A big part of that, she says, is helping to foster a family-like atmosphere at the two sites.
“We really are like one big family, which I feel makes kids feel accepted and cared for and secure. You really can’t expect success in academics if your kids don’t feel those things first, so that’s particularly important to me,” Davies said. “We look at different needs, and do whatever we can to meet those needs. I believe that all students can learn, be successful … and have happy, positive memories all at the same time.”
To help build that level of community spirit in the classroom, Davies has encouraged teachers to lead “student circles” during morning instruction, giving students the ability to talk, share stories and express their feelings in a caring and accepting environment.

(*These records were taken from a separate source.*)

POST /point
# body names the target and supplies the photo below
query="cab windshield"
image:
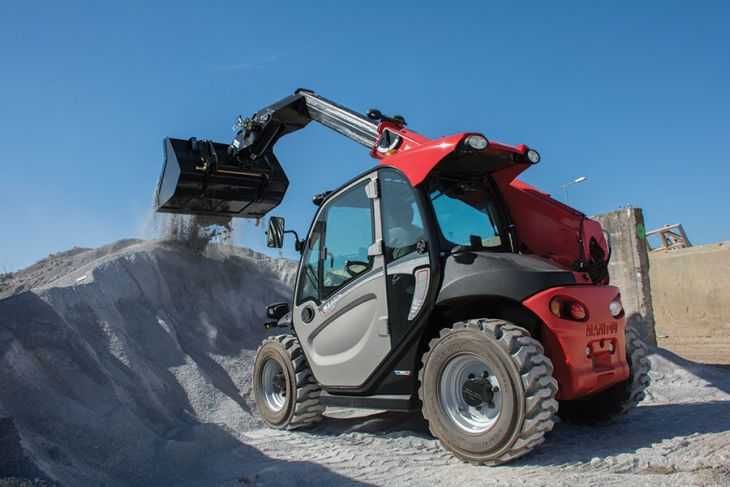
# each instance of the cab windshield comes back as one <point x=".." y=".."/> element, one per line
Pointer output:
<point x="466" y="214"/>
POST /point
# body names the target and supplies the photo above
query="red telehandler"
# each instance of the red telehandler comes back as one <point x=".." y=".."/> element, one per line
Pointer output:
<point x="435" y="282"/>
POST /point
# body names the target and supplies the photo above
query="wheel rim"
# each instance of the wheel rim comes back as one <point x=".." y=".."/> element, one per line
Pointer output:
<point x="273" y="385"/>
<point x="470" y="394"/>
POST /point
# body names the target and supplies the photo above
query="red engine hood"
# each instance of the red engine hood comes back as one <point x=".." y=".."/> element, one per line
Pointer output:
<point x="545" y="227"/>
<point x="548" y="228"/>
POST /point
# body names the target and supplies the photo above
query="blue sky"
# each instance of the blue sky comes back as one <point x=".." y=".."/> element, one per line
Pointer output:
<point x="633" y="96"/>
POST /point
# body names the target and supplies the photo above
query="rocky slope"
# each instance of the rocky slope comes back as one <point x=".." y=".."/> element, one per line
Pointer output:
<point x="122" y="364"/>
<point x="131" y="365"/>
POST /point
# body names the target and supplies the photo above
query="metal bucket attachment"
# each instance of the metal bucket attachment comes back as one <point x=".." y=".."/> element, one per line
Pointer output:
<point x="201" y="178"/>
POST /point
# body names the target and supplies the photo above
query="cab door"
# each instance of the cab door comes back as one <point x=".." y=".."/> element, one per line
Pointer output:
<point x="340" y="309"/>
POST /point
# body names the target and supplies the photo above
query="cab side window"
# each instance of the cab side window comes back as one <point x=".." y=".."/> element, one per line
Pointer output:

“This helps to create a culture of empathy and equity in our schools, and really strengthens the bonds between students in our classrooms,” Davies said.
That particular exercise has been one of the major benefits of having students back on-site and inside the classroom, Davies says. As well, she’s just enjoyed seeing all the smiling faces, and listening to the buzz generated on the playground during recess.
“I love being back. Kids do better, I feel, in the school. They’re with their friends, and that, I think, makes them happier. It helps their wellbeing and their mental health just being able to connect with their classmates,” Davies said. “There’s a quote that I really like – to reach students’ minds, we must pass through their hearts first. It’s been difficult over the past [18 months] in a mostly online environment. In person is where we, as teachers, as educators are able to make the most impact.”
As Davies looks to the future, she’s excited to relaunch some extracurriculars at the schools, such as youth group and the Grade 8 cooking program.
“This is the start of a whole new year, that is filled with new possibilities,” Davies said.